The linked position paper has an interesting discussion of incentives [1]:

Publishing a result does not make it true. Many published results have uncertain truth value. Dismissing a direct replication as “we already knew that” is misleading; the actual criticism is “someone has already claimed that.”

They also discuss how for-profit actors (pharma and biotech) have better incentives to replicate (and get it right, not published; in the first place):

Investing hundreds of thousands of dollars on a new treatment that is ineffective is a waste of resources and an enormous burden to patients in experimental trials. By contrast, for academic researchers there are few consequences for being wrong. If replications get done and the original result is irreproducible nothing happens.

2. A takedown of a PNAS paper:

If, as an Academic Editor for PLOS One I had received this article as a manuscript, I would probably have recommended Rejection without sending it out for further review. But if I had sent the manuscript out for review, I would have chosen at least some reviewers with relevant psychometric backgrounds.


By the way, the linked publication has a very high altmetric score (top 5% and it was only published last week).

3. On learning bioinformatics. This is the 21st century, the hard part is motivation

4. An awesome video via Ed Yong: what happens when a mosquito bites

I typically avoid science popularizations as frustrating to read (often oversimplified to the point of being wrong or trying to spin a scientific point into some BS philosophy), but Ed Yong is so refreshing.
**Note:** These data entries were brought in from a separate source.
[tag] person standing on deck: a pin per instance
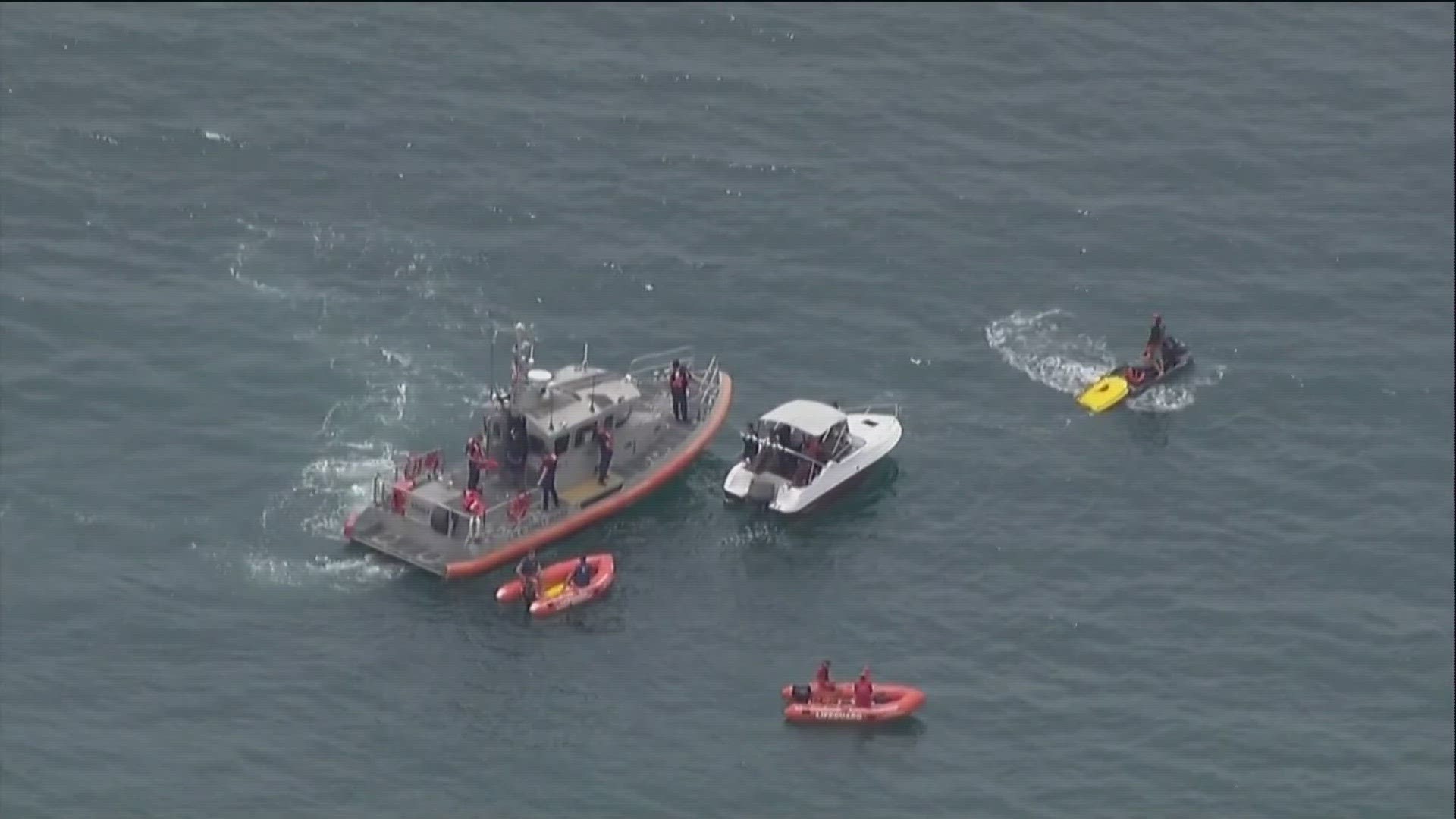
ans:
(679, 382)
(475, 453)
(548, 482)
(864, 689)
(604, 449)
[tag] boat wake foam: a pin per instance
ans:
(1037, 346)
(1068, 362)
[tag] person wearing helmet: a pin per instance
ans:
(1153, 350)
(864, 689)
(821, 681)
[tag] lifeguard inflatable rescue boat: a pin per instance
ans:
(617, 435)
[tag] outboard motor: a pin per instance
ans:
(762, 490)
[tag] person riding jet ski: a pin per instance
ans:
(1159, 353)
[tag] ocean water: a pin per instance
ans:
(251, 253)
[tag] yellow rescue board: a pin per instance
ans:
(1106, 394)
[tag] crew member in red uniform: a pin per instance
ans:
(548, 482)
(864, 689)
(679, 382)
(475, 453)
(604, 449)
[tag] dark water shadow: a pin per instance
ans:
(1149, 431)
(862, 735)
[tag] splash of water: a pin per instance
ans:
(1066, 362)
(1037, 346)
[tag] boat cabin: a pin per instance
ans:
(794, 441)
(557, 413)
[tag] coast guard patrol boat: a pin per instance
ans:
(805, 452)
(419, 509)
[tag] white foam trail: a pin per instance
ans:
(1036, 346)
(1174, 397)
(338, 573)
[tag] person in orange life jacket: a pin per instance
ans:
(475, 453)
(548, 482)
(864, 689)
(604, 449)
(813, 450)
(473, 503)
(529, 570)
(582, 576)
(679, 382)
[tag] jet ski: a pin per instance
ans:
(1130, 381)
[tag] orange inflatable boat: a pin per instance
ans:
(836, 704)
(557, 592)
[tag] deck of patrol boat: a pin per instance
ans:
(427, 523)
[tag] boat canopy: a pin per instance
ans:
(808, 417)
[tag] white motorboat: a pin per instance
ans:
(804, 452)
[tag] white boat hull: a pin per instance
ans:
(880, 435)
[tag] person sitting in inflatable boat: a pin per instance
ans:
(1159, 353)
(582, 576)
(864, 689)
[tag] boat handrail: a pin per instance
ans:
(711, 381)
(660, 363)
(874, 409)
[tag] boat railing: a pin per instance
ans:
(874, 409)
(657, 366)
(711, 387)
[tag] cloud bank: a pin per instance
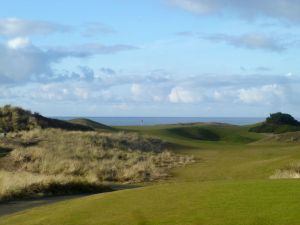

He is truly fascinated by the science itself and understands it.

(The Economist, which I used to have time to read, is also excellent at science, as it is at everything else).

5. A gem found by Derek Lowe:

Emma, please insert NMR data here! where are they? and for this compound, just make up an elemental analysis…

In the supplemental data of a published paper.

6. The dangers of lossy image compression: scanning documents semi-randomly changes numbers: because rows of numbers may look very similar in pixel distance, this makes the system reuse patches of the image!

7. The Mighty Named Pipe

[1] I quote from the preprint on arXiv, I hope it hasn’t changed in the final version.